The first thing I hear is someone shouting “No!” in an anguished voice. I look up from the lobby to see two figures on the staircase above, on the second-floor landing. One is a guy who looks menacing and so butch he could pose for a Tom of Finland poster. An aura of danger radiates from him. Aside from his imposing and muscular frame, he’s even wearing the right clothes—tight, rolled jeans and a black leather biker jacket with a chain snaking out from beneath one of the epaulets. His high and tight buzzed hair gives him a military—and mean—air. He has his hands on the shoulders of a guy who looks a bit younger and much slighter, making me want to call up the stairs, “Why don’t you pick on someone your own size?” The smaller guy, blond and clad only in a pair of pajama bottoms, struggles with his attacker, looking terrified. Their movements, clumsy and rough, would be comical if they weren’t so scary. The smaller guy is panting and batting ineffectually at the bigger one.
“Please! No! Don’t!” the smaller guy manages to get out, his voice close to hysteria.
I have never seen either of these men before. In fact, the whole scene has the quality of the surreal, a dream. The danger and conflict pulsing down the stairs makes my own heart rate and respiration accelerate, causing feelings of panic to rise within me.
And then the worst happens. The big butch guy shoves the smaller one hard, and all at once he’s tumbling heavily down the stairs toward me.
The fall is graceless, and it looks like it hurts. It’s over so fast that I’m left gasping.
I look up to see the leather-jacket guy sneer down at his mate, lying crumpled and crying at my feet, and then turn sharply on his heel to go back into a second-floor apartment that had been vacant yesterday. He slams the door. The sound of the deadbolt sliding into place is like the report of a shotgun. Both slam and lock resound like thunderclaps, echoing in the tile lobby, punctuation to the drama and trauma of this short scene.
I switch into Good Samaritan mode and drop to my knees at the sniveling, crumpled mess of a man lying practically at my feet.
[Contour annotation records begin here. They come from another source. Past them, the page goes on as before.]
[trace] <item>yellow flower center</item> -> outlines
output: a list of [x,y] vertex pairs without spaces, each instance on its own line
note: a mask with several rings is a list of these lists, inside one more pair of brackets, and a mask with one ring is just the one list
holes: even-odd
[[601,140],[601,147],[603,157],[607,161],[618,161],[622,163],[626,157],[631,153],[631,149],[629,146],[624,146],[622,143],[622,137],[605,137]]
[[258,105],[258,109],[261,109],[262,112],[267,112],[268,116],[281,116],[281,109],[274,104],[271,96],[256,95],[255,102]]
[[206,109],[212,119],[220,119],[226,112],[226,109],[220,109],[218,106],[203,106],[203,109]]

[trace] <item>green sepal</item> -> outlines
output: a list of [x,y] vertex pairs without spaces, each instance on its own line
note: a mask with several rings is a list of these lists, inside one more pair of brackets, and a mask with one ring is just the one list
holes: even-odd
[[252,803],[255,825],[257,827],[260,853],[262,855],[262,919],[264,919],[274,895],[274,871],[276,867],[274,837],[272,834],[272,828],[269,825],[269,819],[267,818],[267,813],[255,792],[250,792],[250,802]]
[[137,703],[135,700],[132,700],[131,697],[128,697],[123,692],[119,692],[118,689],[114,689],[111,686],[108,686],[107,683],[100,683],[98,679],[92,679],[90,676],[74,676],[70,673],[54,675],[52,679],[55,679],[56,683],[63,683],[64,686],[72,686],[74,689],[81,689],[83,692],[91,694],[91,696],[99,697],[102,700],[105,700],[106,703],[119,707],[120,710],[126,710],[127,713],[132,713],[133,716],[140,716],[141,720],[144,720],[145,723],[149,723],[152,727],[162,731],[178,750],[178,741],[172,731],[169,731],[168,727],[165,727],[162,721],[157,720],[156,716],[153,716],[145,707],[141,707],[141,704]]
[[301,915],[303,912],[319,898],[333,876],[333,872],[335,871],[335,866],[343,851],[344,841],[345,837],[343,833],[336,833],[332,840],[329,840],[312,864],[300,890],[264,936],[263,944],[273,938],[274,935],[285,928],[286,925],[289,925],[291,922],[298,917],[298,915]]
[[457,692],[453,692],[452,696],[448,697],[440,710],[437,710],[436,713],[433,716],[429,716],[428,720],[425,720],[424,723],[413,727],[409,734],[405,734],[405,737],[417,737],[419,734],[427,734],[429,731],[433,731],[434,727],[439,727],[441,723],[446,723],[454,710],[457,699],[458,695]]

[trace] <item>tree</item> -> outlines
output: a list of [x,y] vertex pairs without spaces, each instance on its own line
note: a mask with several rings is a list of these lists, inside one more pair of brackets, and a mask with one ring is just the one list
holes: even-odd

I had that scene in mind before I even began writing. I asked myself: who are these people? What’s going on here? It really made me want to move forward, to figure out these characters and what would become of their very intertwined, complex—and dangerous—relationships.
I hope I have that same effect on you and that you'll be compelled to keep turning those pages to see what happens next. I guarantee what happens next, in this book, is NOT what you expect!
With the couple next door, nothing is as it seems.
Jeremy Booth leads a simple life, scraping by in the gay neighborhood of Seattle, never letting his lack of material things get him down. But the one thing he really wants—someone to love—seems elusive. Until the couple next door moves in and Jeremy sees the man of his dreams, Shane McCallister, pushed down the stairs by a brute named Cole.
Jeremy would never go after another man’s boyfriend, so he reaches out to Shane in friendship while suppressing his feelings of attraction. But the feeling of something being off only begins with Cole being a hard-fisted bully—it ends with him seeming to be different people at different times. Some days, Cole is the mild-mannered John and then, one night in a bar, he’s the sassy and vivacious drag queen Vera.
So how can Jeremy rescue the man of his dreams from a situation that seems to get crazier and more dangerous by the day? By getting close to the couple next door, Jeremy not only puts a potential love in jeopardy, but eventually his very life.